Inspiration can come from some unlikely places. I didn’t think that I’d be as moved as I was when I got this boxed set documentary series about Navy SEAL training as I was. It was around the time that I first got serious about my exercise and it came at the right time. It really forged some of the strong opinions about physical training that I have to this very day and taught me so much about getting real results out of it.
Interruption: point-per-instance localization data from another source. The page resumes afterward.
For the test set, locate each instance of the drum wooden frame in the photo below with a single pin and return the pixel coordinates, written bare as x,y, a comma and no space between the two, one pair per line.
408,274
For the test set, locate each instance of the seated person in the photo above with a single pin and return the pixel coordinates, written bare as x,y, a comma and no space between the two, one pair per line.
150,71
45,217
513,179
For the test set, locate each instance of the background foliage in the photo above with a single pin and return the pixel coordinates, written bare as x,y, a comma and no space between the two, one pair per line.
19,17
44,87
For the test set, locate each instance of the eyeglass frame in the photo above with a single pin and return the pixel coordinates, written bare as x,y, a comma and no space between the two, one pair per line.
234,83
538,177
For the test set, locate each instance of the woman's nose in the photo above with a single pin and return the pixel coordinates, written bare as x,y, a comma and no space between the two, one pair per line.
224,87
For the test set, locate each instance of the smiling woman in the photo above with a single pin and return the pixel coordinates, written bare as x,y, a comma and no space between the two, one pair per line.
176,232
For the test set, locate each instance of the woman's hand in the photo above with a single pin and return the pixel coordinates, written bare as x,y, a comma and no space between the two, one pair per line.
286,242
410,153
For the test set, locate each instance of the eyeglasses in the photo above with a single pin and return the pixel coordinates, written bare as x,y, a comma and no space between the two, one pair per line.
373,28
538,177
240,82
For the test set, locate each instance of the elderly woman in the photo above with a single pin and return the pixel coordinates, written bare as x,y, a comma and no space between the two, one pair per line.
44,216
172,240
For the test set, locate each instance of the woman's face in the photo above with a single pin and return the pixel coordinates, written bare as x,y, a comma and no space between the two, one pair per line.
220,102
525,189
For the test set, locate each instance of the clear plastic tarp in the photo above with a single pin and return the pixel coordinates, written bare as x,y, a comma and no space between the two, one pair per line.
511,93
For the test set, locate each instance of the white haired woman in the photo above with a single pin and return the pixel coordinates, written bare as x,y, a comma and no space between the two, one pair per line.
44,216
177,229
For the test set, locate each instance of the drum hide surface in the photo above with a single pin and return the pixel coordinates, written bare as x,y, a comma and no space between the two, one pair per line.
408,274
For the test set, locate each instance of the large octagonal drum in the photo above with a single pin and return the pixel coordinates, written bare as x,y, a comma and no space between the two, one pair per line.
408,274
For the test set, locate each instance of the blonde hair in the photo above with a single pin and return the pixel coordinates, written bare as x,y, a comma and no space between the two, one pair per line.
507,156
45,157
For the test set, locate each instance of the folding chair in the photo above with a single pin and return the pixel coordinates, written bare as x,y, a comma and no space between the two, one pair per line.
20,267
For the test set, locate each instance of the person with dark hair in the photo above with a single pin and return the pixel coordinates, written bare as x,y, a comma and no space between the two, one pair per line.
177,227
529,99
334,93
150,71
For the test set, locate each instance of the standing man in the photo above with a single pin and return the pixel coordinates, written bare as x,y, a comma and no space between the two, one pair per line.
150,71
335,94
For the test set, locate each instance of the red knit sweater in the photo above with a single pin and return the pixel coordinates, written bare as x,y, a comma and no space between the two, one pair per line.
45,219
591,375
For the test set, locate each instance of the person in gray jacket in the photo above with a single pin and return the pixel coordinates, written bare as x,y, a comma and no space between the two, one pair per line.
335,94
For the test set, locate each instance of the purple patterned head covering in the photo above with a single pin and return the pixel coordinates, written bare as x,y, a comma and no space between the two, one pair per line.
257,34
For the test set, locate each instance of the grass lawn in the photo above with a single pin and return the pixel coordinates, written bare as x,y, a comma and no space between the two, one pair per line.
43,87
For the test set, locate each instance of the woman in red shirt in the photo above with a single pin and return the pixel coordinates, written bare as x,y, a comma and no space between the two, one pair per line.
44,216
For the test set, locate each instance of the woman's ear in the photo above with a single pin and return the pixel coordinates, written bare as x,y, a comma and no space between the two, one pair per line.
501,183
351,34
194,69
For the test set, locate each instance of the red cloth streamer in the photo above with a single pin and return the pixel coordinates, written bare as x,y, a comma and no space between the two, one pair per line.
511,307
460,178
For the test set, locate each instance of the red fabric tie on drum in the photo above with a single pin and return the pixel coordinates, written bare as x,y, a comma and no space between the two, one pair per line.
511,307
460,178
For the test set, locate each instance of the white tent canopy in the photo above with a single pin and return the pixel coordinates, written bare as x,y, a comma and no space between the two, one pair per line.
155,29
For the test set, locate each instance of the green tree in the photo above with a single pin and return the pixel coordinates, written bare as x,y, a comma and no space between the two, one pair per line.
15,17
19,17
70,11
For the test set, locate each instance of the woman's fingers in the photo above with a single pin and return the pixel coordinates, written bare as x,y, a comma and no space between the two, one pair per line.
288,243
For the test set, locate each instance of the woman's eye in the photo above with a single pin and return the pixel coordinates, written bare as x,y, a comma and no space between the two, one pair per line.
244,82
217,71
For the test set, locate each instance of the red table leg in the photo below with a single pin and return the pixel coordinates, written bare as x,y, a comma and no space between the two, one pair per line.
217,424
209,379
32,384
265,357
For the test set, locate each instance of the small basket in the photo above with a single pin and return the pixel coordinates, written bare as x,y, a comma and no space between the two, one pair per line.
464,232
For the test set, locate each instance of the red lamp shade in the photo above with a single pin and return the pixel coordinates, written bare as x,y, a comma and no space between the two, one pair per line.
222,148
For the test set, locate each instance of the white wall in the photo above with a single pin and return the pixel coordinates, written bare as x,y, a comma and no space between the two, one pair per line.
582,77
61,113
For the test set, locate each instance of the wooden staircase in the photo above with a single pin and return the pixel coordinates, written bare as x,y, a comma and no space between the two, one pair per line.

Evolutions are an expectation for each trainee in BUDS class. Improvement has to happen regardless how tired the trainees are or how much harder training gets. As I watched this, something occurred to me. These guys crank out pushups even after little or no sleep. The trainers know the signs of injurious physical breakdown and most of the time, those who claimed to be nearly there were not. It was all in their mind. It got me thinking about when I trained. How many times did I say that I was too tired when I really wasn’t that tired? Could I have cranked out 15-20 minutes of SOMETHING?
More often than not, the honest answer was yes. Even one time when I flew an overnight flight flight to Tuscon, Arizona, slept 3 hours, and pulled weeds out of a man-made wetland for 10 hours I still had enough gas to exercise for 15-20 minutes. If there is one thing that the Navy SEALS know it’s that the mind is what is keeping people from performing the task that needs to be done, not the body. The body is a wonderful thing that can take a remarkable amount of stress if ran by a mind that will make it do so.
There’s the problem: we sell ourselves short. We take the lazy route. We come up with excuses why we can’t exercise. I admit that the regimen and training protocol of the SEALS (and my example, for that matter) are extreme but it demonstrates a point: How often are we really too tired to do anything? I’ve said it before that to get fit requires a level of commitment that many can’t or won’t comprehend. That’s what holds them back from getting into great shape. Don't let it hold you back. Dig deep and get something done, even when you don't feel like you have it in you.